Na sua campanha de 2006, quando foi eleito pela terceira vez governador do Paraná, o mandatário do Palácio das Araucárias afirmava no horário eleitoral gratuito: “Para fugir do pedágio, vamos construir as Estradas da Liberdade”. Proposta também razoável, e desta vez feita com mais estilo, e que também ajudou na vitória sobre Osmar Dias. Dois anos se passaram da promessa, e nada.
Na semana passada, as concessionárias das rodovias paranaenses protocolaram junto ao Departamento de Estradas de Rodagem (DER) o cálculo para o reajuste nas tarifas, que entraria em vigor a partir de 1.º de dezembro. Como contou o repórter Roger Pereira na edição de domingo de O Estado, é um teatro: as concessionárias pedem, o DER não autoriza e o caso vai parar na Justiça – e, nos últimos anos, o aumento foi autorizado.

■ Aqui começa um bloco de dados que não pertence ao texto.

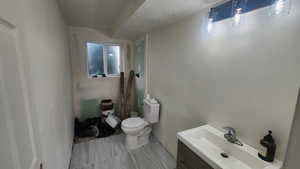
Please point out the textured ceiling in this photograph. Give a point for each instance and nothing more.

A situação é complexa. Os contratos feitos com as empresas estão aí, e têm que ser cumpridos. Se foi em outro governo, paciência – não é uma pessoa que fechou contrato, e sim o Estado do Paraná. O que já deveria ter sido feito é um contato oficial com as concessionárias para rever alguns pontos. Isto se faz com diplomacia, e não com gritaria.
E aí reside o problema. As atitudes destemperadas do governador do Paraná (e de seus áulicos, diga-se de passagem) dificultam qualquer negociação que possa ser entabulada. É possível que assessores do governo tenham intenções boas, de tentar conversar com as concessionárias e buscar algum acordo. Mas tudo pára nos principais gabinetes do Palácio das Araucárias.
Quem perde é o paranaense, que não vê solução no caso e continua pagando o pedágio. Mas pior que pagar é constatar que ainda somos vítimas das promessas vazias, que só aparecem nas eleições.